Imbalanced classification involves developing predictive models on classification datasets that have a severe class imbalance.

The challenge of working with imbalanced datasets is that most machine learning techniques will ignore, and in turn have poor performance on, the minority class, although typically it is performance on the minority class that is most important.

One approach to addressing imbalanced datasets is to oversample the minority class. The simplest approach involves duplicating examples in the minority class, although these examples don’t add any new information to the model. Instead, new examples can be synthesized from the existing examples. This is a type of data augmentation for the minority class and is referred to as the Synthetic Minority Oversampling Technique, or SMOTE for short.

# Method 2: Underrepresenting Overrepresented Classes

# Random Under-sampling
Random under-sampling is a technique that randomly selects a number of images from the majority class and removes them from the dataset. This reduces the number of observations from the majority class, which may help the data to get balanced. 



# METHOD 3: Class Weighting the loss function. 

Poor predictions of under weighted classes are penalised more heavily in the loss function. Something along the lines of
weights = [w1, w2, w3, ...]
class_weights = torch.FloatTensor(weights)
learn.crit = nn.CrossEntropyLoss(weight=class_weights)
where you weight w1, w2, w3 in whatever way you wish. I’ve worked with sample size / (num classes * class frequency) but have to admit I’ve not had much luck getting class weighting to work well.

# Use the right evaluation metrics 

Applying inappropriate evaluation metrics for model generated using imbalanced data can be dangerous. Imagine our training data is the one illustrated in graph above. If accuracy is used to measure the goodness of a model, a model which classifies all testing samples into “0” will have an excellent accuracy (99.8%), but obviously, this model won’t provide any valuable information for us.

In this case, other alternative evaluation metrics can be applied such as:

Precision/Specificity: how many selected instances are relevant.

Recall/Sensitivity: how many relevant instances are selected.

F1 score: harmonic mean of precision and recall.

MCC: correlation coefficient between the observed and predicted binary classifications.

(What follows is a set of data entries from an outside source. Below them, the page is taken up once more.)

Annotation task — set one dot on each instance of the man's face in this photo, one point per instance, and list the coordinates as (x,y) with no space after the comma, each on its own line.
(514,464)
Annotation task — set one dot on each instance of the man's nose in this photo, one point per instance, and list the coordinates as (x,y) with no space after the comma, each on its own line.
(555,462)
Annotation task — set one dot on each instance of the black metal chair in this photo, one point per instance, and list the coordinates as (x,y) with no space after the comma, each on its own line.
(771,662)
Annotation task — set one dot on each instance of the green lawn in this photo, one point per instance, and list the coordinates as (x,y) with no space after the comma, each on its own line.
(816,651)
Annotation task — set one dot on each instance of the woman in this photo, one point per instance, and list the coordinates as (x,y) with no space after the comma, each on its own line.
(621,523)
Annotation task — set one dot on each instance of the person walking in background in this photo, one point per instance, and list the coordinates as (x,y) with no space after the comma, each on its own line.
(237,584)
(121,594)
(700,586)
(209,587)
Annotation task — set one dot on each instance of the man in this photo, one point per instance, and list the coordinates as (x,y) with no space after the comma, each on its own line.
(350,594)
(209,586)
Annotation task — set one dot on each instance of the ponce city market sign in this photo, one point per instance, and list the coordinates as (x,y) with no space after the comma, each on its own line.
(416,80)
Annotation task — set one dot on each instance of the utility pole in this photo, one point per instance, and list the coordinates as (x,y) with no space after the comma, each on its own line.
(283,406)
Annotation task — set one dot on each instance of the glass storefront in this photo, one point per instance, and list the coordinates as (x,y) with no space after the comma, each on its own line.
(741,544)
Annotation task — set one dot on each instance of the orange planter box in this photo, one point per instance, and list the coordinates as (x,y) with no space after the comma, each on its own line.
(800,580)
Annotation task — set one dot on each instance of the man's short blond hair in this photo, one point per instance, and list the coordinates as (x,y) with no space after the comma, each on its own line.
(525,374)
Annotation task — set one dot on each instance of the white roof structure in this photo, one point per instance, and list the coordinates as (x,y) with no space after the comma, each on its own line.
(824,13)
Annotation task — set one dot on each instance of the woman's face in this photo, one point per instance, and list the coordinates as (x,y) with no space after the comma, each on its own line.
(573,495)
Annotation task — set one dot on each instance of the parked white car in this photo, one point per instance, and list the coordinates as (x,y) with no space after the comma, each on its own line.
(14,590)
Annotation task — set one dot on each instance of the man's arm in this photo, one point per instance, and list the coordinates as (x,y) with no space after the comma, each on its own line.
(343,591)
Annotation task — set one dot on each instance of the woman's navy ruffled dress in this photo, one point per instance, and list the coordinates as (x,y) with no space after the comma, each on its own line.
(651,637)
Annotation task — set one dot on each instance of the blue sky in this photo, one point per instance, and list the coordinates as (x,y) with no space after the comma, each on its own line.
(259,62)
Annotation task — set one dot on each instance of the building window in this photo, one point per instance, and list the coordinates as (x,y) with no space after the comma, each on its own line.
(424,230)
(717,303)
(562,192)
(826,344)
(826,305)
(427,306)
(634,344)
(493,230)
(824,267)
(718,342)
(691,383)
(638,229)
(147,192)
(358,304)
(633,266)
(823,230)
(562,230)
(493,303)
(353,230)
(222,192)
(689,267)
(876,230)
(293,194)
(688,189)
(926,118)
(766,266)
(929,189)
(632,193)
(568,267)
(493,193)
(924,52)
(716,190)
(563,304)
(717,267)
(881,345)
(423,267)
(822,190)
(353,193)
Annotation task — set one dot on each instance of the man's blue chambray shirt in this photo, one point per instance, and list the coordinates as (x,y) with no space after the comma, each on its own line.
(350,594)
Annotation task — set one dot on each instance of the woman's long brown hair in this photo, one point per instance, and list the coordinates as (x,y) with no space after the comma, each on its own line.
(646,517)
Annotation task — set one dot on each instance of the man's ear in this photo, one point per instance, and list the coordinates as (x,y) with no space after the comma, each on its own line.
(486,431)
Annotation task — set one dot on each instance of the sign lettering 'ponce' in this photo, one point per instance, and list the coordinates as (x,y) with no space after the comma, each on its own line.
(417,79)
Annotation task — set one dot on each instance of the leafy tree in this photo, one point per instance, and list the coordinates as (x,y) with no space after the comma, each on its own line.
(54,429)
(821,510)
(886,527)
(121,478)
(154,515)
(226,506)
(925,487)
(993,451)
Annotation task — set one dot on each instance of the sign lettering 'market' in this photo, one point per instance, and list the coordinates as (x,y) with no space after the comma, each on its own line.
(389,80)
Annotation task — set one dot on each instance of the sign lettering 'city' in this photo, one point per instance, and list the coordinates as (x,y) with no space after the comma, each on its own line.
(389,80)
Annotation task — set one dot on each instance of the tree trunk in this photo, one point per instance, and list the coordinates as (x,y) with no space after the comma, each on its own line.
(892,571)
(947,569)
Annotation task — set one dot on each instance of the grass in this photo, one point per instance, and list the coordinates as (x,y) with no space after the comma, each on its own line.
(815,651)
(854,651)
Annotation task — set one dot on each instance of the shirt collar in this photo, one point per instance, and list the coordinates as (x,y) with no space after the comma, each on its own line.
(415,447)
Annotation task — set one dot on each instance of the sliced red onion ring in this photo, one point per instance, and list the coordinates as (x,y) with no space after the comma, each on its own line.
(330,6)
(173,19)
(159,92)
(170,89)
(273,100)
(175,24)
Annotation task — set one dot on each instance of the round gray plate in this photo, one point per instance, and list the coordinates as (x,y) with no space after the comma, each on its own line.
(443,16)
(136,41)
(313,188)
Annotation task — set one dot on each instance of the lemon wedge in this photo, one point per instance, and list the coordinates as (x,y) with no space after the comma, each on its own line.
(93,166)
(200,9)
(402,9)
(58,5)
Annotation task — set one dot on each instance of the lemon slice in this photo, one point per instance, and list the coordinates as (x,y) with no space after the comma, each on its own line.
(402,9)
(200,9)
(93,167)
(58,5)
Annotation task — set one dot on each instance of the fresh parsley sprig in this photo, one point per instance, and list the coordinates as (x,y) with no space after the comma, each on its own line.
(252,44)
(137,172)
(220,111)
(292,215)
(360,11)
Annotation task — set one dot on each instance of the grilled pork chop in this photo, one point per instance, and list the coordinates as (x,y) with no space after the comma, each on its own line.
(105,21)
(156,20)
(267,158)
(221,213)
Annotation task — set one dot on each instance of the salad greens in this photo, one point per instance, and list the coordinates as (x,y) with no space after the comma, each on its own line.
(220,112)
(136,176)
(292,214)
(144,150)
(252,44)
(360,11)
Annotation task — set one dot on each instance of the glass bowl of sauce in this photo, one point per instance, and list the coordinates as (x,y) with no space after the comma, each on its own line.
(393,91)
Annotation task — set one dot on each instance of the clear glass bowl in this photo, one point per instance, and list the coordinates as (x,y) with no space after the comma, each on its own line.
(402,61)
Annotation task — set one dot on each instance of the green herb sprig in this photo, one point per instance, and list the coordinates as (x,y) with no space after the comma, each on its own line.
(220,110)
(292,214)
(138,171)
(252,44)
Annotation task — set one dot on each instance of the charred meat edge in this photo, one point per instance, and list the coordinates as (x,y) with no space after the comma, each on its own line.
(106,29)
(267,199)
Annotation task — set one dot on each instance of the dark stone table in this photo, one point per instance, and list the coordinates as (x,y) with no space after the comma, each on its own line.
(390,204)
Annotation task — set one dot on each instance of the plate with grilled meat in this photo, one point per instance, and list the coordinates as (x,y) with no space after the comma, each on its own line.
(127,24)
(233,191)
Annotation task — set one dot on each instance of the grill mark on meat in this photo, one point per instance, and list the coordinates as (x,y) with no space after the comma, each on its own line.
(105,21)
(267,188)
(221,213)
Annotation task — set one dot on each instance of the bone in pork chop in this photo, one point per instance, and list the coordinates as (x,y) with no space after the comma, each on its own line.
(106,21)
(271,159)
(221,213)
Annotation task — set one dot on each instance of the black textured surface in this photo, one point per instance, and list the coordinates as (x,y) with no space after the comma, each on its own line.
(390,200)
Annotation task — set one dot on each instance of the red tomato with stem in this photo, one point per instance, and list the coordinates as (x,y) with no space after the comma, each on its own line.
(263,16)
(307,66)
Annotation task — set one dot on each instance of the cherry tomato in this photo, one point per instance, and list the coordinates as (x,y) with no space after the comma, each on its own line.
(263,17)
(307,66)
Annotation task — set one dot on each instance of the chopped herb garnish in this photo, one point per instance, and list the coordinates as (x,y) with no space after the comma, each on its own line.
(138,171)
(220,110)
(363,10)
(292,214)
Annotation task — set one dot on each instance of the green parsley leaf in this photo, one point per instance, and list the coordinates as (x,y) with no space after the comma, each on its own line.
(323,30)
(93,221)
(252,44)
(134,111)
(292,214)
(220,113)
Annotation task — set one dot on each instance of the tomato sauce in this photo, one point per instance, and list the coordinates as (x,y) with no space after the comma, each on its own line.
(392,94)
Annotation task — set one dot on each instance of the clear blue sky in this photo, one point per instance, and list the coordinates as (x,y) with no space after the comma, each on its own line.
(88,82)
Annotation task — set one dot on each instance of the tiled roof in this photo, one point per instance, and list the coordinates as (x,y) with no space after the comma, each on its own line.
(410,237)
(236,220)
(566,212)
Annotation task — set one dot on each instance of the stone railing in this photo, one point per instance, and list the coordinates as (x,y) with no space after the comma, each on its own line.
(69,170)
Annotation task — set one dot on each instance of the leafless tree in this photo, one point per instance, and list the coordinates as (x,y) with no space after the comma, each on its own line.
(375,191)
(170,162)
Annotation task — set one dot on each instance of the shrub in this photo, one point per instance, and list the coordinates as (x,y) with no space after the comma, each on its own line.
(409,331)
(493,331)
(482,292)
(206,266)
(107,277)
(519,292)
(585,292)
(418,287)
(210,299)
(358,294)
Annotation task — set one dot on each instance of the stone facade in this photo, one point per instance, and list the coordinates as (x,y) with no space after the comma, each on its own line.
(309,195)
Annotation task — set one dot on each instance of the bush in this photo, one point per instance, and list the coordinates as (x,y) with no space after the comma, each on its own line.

AUC: relation between true-positive rate and false positive rate.

# Use K-fold Cross-Validation in the right way

It is noteworthy that cross-validation should be applied properly while using over-sampling method to address imbalance problems.

If cross-validation is applied after over-sampling, basically what we are doing is overfitting our model to a specific artificial bootstrapping result. That is why cross-validation should always be done before over-sampling the data,  Only by resampling the data repeatedly, randomness can be introduced into the dataset to make sure that there won’t be an overfitting problem.

# Ensemble different resampled datasets
 
The easiest way to successfully generalize a model is by using more data. The problem is that out-of-the-box classifiers like logistic regression or random forest tend to generalize by discarding the rare class. One easy best practice is building n models that use all the samples of the rare class and n-differing samples of the abundant class. Given that you want to ensemble 10 models, you would keep e.g. the 1.000 cases of the rare class and randomly sample 10.000 cases of the abundant class. Then you just split the 10.000 cases in 10 chunks and train 10 different models.